The single quotation mark you posted is called an 'acute accent', which is often converted from the generic single quotation mark by some web applications. It's a UTF8
character, which when inserted into a Latin-1
database translates to '’'. This means that you need to change MySQL's charset to UTF8
, or alternatively change your website's charset to Latin-1
. The former would be preferred:
ALTER DATABASE YourDatabase CHARACTER SET utf8;
ALTER TABLE YourTableOne CONVERT TO CHARACTER SET utf8;
ALTER TABLE YourTableTwo CONVERT TO CHARACTER SET utf8;
...
ALTER TABLE YourTableN CONVERT TO CHARACTER SET utf8;
Maybe someone will know the answer immediately, but I don't.

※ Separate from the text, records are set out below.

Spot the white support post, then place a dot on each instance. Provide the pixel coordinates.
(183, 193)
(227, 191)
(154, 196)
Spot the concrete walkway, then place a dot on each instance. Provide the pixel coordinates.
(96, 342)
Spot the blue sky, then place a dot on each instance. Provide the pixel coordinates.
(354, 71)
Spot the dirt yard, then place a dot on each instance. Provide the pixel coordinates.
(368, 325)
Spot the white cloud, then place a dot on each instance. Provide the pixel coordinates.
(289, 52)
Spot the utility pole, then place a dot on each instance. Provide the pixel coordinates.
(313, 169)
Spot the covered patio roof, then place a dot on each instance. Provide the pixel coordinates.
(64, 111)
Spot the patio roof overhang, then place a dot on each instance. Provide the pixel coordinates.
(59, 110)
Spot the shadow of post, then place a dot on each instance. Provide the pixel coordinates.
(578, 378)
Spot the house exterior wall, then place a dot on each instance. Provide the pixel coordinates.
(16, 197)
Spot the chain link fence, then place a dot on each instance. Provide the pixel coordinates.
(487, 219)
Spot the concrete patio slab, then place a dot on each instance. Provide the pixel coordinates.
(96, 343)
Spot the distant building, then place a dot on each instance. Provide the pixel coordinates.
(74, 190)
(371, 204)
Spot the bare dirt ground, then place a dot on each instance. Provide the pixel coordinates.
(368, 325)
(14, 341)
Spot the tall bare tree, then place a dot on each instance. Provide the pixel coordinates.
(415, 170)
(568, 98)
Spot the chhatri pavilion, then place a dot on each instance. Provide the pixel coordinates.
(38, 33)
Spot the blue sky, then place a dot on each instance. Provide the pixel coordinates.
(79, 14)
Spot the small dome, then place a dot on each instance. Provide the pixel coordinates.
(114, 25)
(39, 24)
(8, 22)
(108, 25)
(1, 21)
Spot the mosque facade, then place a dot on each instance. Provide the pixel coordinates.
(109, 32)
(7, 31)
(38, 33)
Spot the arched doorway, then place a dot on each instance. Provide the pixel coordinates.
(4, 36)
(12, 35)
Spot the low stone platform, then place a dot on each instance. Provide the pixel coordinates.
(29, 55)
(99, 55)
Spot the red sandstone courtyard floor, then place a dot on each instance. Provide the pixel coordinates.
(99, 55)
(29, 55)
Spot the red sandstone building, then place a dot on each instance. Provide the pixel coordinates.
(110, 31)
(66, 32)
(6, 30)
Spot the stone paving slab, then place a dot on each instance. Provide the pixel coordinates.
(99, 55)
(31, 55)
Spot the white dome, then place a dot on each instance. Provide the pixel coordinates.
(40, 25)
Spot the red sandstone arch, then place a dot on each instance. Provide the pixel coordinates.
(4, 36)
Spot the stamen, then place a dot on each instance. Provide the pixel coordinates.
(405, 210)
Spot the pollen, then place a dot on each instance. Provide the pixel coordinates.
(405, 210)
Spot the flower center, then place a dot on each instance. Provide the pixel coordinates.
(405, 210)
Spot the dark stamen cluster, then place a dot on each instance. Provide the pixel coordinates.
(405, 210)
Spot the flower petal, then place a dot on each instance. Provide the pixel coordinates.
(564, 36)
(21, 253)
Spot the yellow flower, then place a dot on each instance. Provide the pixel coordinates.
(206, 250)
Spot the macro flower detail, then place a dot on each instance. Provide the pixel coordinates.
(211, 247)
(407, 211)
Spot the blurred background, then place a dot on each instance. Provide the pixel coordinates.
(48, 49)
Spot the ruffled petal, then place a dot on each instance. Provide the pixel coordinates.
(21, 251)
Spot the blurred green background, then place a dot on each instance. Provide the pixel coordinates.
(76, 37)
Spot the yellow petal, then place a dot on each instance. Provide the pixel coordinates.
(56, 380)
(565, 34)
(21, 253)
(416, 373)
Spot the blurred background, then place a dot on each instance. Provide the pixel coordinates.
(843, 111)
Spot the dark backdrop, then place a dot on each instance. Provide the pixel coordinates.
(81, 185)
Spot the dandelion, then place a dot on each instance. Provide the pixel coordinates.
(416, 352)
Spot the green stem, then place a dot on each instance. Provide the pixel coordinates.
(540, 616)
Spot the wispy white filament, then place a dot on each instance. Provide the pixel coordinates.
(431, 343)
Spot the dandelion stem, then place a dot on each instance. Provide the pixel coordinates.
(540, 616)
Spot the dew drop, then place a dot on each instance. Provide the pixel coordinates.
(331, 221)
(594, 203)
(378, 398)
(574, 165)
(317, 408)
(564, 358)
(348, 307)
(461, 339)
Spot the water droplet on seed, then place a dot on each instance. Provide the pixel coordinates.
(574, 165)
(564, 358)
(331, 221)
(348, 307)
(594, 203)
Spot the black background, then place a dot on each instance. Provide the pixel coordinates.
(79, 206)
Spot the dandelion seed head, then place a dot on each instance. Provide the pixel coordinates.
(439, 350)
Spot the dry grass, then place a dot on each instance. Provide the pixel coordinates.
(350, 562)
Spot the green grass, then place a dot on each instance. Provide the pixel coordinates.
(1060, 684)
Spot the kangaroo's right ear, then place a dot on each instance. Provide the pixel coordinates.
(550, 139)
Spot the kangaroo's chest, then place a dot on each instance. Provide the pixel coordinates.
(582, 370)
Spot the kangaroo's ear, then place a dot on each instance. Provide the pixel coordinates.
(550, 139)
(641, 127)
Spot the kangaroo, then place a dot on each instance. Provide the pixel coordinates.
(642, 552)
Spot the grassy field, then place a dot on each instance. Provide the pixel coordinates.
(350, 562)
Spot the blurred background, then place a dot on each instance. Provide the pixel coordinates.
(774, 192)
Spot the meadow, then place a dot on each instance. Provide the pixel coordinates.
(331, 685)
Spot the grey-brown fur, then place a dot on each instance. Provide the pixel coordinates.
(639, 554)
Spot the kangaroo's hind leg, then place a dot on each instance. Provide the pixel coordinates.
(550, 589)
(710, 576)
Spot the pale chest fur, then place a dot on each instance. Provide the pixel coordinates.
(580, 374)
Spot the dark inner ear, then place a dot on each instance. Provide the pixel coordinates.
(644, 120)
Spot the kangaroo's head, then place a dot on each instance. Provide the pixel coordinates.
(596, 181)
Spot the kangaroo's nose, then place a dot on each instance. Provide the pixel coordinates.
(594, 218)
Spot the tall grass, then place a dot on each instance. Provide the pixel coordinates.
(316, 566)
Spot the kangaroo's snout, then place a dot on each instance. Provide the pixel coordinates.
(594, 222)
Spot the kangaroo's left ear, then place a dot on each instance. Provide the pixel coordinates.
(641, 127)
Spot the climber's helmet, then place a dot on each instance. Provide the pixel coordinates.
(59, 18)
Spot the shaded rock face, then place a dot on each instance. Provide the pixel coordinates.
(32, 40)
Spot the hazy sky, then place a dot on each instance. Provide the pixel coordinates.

However here are a few suggestions on what to examine (and possibly expand the question on)
When dealing with encodings and escaping you should include the full history of data
The above is because anything that writes to a text file (browser, mysql client, web server, php application, to name a few layers that could have done it) can mess up character coding.
To troubleshoot, you can start eliminating, and thus the first step (in my book), is to
SHOW VARIABLES LIKE 'character_set%'
SHOW CREATE TABLE TableName
, and look for charset and collation info, both default for the table and explicit definition on columnsHaving said all of the above, I don't think any western script would transcode a single quote character. So you might need to look at your escaping and other data processing.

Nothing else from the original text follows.